En ce jour ensoleillé de fête nationale, rien de tel que de fuir les mondanités vers un coin intimiste, prometteur de belles découvertes : l’étang de la Benette. Situé non loin de Senonches, malheureusement au bord de la D941, l’étang se cache derrière une barrière d’arbustes qui en préserve sinon la quiétude sonore, du moins la tranquillité visuelle.
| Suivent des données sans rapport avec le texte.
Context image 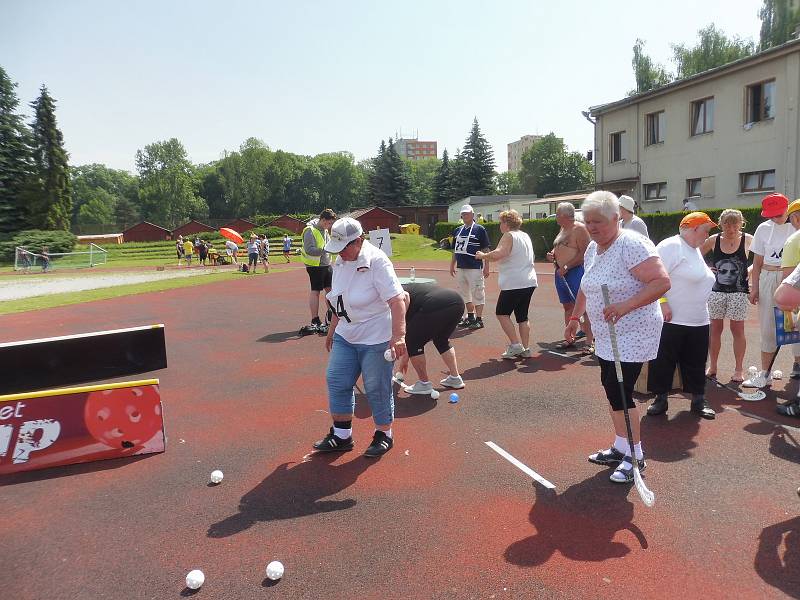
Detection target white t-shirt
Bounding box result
[326,240,403,345]
[750,219,795,267]
[656,235,715,327]
[497,231,538,290]
[581,229,664,362]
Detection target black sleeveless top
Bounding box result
[709,232,750,294]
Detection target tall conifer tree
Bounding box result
[31,85,72,230]
[0,67,33,232]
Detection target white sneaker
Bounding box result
[500,344,525,360]
[742,371,772,388]
[439,375,464,390]
[404,381,433,396]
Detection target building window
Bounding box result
[608,131,625,162]
[692,98,714,135]
[739,169,775,193]
[644,110,664,146]
[745,79,775,123]
[644,181,667,200]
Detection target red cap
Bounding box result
[761,193,789,219]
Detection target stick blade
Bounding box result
[633,465,656,508]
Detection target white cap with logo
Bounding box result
[325,217,364,254]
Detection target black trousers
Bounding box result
[647,323,709,394]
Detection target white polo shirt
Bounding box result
[326,240,403,345]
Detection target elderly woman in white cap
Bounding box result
[619,196,650,237]
[314,217,406,457]
[564,191,669,483]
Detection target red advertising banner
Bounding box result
[0,379,166,475]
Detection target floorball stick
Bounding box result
[601,284,656,507]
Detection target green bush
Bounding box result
[0,229,78,262]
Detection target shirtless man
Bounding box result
[547,202,594,353]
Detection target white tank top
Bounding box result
[497,231,538,290]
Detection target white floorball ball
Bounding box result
[186,569,206,590]
[267,560,283,581]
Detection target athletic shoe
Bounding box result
[789,362,800,379]
[609,456,647,483]
[439,375,464,390]
[742,371,772,388]
[647,394,669,417]
[404,381,433,396]
[300,323,319,335]
[775,402,800,419]
[364,431,394,458]
[314,427,353,452]
[500,344,525,360]
[589,446,625,466]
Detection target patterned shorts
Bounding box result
[708,292,749,321]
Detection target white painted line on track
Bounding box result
[484,442,556,490]
[725,406,800,431]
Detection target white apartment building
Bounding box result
[508,135,542,171]
[589,40,800,213]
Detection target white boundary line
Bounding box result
[484,442,556,490]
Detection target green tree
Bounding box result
[672,23,755,79]
[628,38,672,96]
[432,148,453,204]
[403,157,441,205]
[519,132,594,196]
[461,117,495,196]
[0,67,33,232]
[758,0,800,50]
[31,85,72,230]
[136,138,208,227]
[495,171,522,195]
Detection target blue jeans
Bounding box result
[327,333,394,425]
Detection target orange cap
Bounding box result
[681,211,717,229]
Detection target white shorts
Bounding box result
[708,292,748,328]
[456,269,486,306]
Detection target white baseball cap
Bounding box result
[325,217,364,254]
[619,196,636,212]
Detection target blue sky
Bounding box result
[0,0,761,171]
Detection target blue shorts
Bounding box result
[556,265,583,304]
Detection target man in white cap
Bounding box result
[450,204,489,329]
[619,196,650,238]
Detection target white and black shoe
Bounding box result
[314,427,353,452]
[364,431,394,458]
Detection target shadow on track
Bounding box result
[208,453,375,538]
[753,512,800,598]
[504,469,648,567]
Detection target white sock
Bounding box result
[333,427,353,440]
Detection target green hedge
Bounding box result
[0,229,78,262]
[434,206,764,259]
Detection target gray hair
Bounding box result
[556,202,575,219]
[581,190,619,220]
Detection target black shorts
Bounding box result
[597,356,643,410]
[306,265,333,292]
[494,287,536,323]
[406,298,464,356]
Dès le parking, la faune fait entendre ses multiples voix : oiseaux (fauvette des jardins, pinsons, troglodyte mignon, bondrée, pouillot véloce, rouge-gorge), grenouilles, grillons et sauterelles chantent de concert. Des libellules bleues scintillantes, vertes fluorescentes, des papillons bigarrés ou à pois, taons et mouches tournent autour d’une prairie aux herbes hautes, colorée ici et là de digitales au rose prononcé, d’églantines pâles et de baies rouges. A la lisière du sous-bois qui encercle l’étang, une prairie particulièrement luxuriante abrite une nuée d’insectes qui se font entendre et se laissent voir : criquets mélodieux, grillons des bois, criquet des pâtures, decticelle bariolée. Le cheminement ne porte pas vers le plan d’eau et se contente de passer dans les bois sillonnés de « gouttiers », espèces de fossés en eau parfois asséchés à cette période de l’année et qui alimentent l’étang. La boue liquide qui y règne fait le bonheur des sangliers qui y ont laissé leurs souilles. Lorsque le ruisseau est en eau, une masse végétale de lentilles d’eau et de flûteaux nageant reflète les rayons du soleil qui passent entre les frondaisons. Tout un monde grouille : limaces oranges, marrons, grises, se délectent de champignons ou se reproduisent ; bousiers errant seuls ou en cohorte au milieu de crottins laissés par les chevaux ; araignées ; grenouilles lilliputiennes qui se confondent tant avec les feuilles mortes que chaque pas risque de les écraser… et bien sûr les incontournables moustiques !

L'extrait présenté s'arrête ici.